What is the relationship of Emax values of agonists to efficacy?

A

Agonists with different Emax values have different efficacy

But agonists with the same Emax may not have identical efficacy (one may have less efficacy but more affinity and the other have more efficacy but less affinity, making the response the same)

24
Q

If two drugs with different efficacies are plotted on the same response curve, which drug will be further left?

A

The drug with HIGHER efficacy will be further to the left, because it requiring a lower concentration of drug in order to reach 50% of maximal response

25
Q

Salbutamol has a higher affinity for beta1 than beta2 receptors.
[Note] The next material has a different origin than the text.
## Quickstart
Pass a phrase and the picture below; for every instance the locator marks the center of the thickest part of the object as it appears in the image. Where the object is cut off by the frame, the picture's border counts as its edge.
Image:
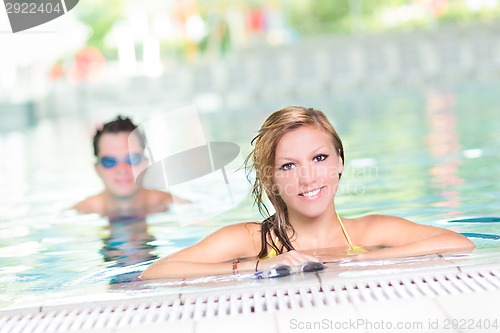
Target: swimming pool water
(430, 155)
How does manage to selectively affect beta2 receptors in asthma?

A

It has higher EFFICACY at beta2 receptors than beta1 receptors

The route of administration (inhaler) targets it to the lungs

26
Q

How does salmeterol selectively affect beta2 receptors in asthma, even though it has equal efficacy at beta1 and beta2?

A

It has much greater AFFINITY for the beta2 receptor

So while it is equally good at activating beta1 and beta2, it is much better at binding to beta2

27
Q

Out of affinity, intrinsic efficacy, efficacy and potency, which are variable and which are fixed?

A

Affinity is fixed
Intrinsic efficacy is fixed
Efficacy is variable (because of cell/tissue dependent factors)
Potency is variable (because efficacy is variable)

28
Q

Explain the general concept of spare receptors

A

Relates to cell/tissue dependent factors that influence efficacy (and therefore potency)
Often a response is limited by other factors (e.g. a muscle can only secrete so much) so occupying more receptors cannot generate a bigger response
Therefore not all the receptors are contributing to the biological response - some are ‘spare’

29
Q

What do we see on the response curve due to spare receptors?

A

Less than 100% occupancy leading to 100% response

30
Q

In what circumstances are spare receptors often seen? Why?

A

When receptors are catalytically active (e.g. GPCRs or tyrosine kinases) - Because of amplification in the signal transduction pathway

Or when response is limited by a post-receptor event (e.g. contraction)

31
Q

What is the advantage of having spare receptors? Explain.

A

They increase SENSITIVITY - by allowing higher responses at lower conc of agonist

If no spare receptors then full response would require 100% occupancy - would need more than Kd of drug. If full response requires e.g. only 50% occupancy, then only need Kd of drug

32
Q

What effect does changing receptor number have?

A

Changes agonist potency, and can affect the maximal response.
E.g. if there are lots more receptors, may only need 10% occupancy to get full response. If there are much fewer receptors, 100% occupancy may not give full response (if insufficient receptor number)

33
Q

When do receptor numbers tend to increase?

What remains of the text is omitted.